In theory, this would all be done through a slow and deliberative process. The order instructs agencies to follow the Administrative Procedures Act, which means going through the lengthy federal rulemaking process, which can take months in the fastest of circumstances.
However, the Obama administration has paved the way for much more aggressive executive action. As Seth Chandler notes, the Obama administration created the hardship exemptions without the requisite notice and comment period. The Obama administration also delayed the enforcement of the employer mandate and a handful of other insurance regulations in ways that even defenders of the law said were beyond the scope of its authority. The Trump administration could follow the same path, suspending enforcement of the mandate without going through the usual motions.
The Trump administration, then, could use the precedent set by the illegal actions the Obama administration took to prop up Obamacare to take the law down—turning the previous administration’s expansive claims of executive authority against its signature initiative.
This was always the risk of the Obama administration’s repeated decisions to short circuit the traditional regulatory process in order to keep the health law from falling apart—and the more astute supporters of the law recognized this. Trump can’t repeal Obamacare from the White House, but he can take a sledgehammer to its foundations. Because Obamacare was held together with ad hoc executive orders, often issued under political pressure, it could be undone with the same. Essentially, as Politico’s Dan Diamond writes, the new administration could be use Obamacare to kill Obamacare.
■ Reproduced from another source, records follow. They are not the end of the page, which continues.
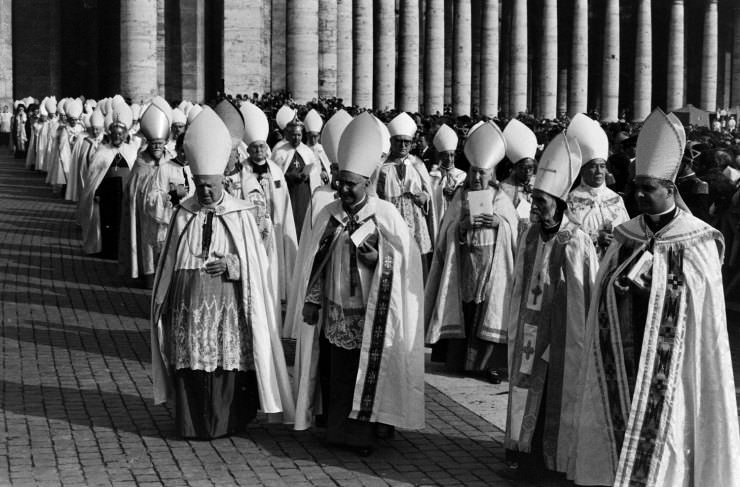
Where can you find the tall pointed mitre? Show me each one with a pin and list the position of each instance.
(591, 138)
(256, 125)
(207, 144)
(332, 133)
(360, 147)
(51, 105)
(313, 122)
(402, 125)
(193, 112)
(178, 116)
(156, 120)
(485, 147)
(233, 120)
(74, 108)
(284, 116)
(475, 126)
(97, 119)
(445, 140)
(136, 111)
(559, 166)
(521, 143)
(660, 146)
But this is all a big if. Given Trump’s history of confusion on health policy, and his stated desire to avoid the sort of insurance market disarray that an executive branch strategy would cause, it is just as plausible that Trump’s executive order results in few if any meaningful changes to Obamacare, at least in the short term. Indeed, this could even be a way of signaling that he expects his administration to keep Obamacare alive and afloat while Congress tries to move forward on the repeal process. Notably, it instructs agencies to provide relief to insurers as well. The order is simply too open-ended to draw any definitive conclusions about what it means for the law.
It does, however, provide a clue as to how Trump is likely to govern: by aggressively leveraging the expanded executive powers left by President Obama, sometimes to undo Obama’s achievements, and sometimes to advance his own agenda, whatever that turns out to be.
Obama, frustrated by congressional gridlock and inaction, frequently resorted to the sort of aggressive administrative action that effectively amounted to executive branch lawmaking. This latest executive order is a strong signal that his successor will do the same.
In the end, this may end up as Obama’s most consequential legacy—not the policies he presided over, but the process by which they were put into place. Obama touted the power of the pen and phone, but now that power is Trump’s to wield.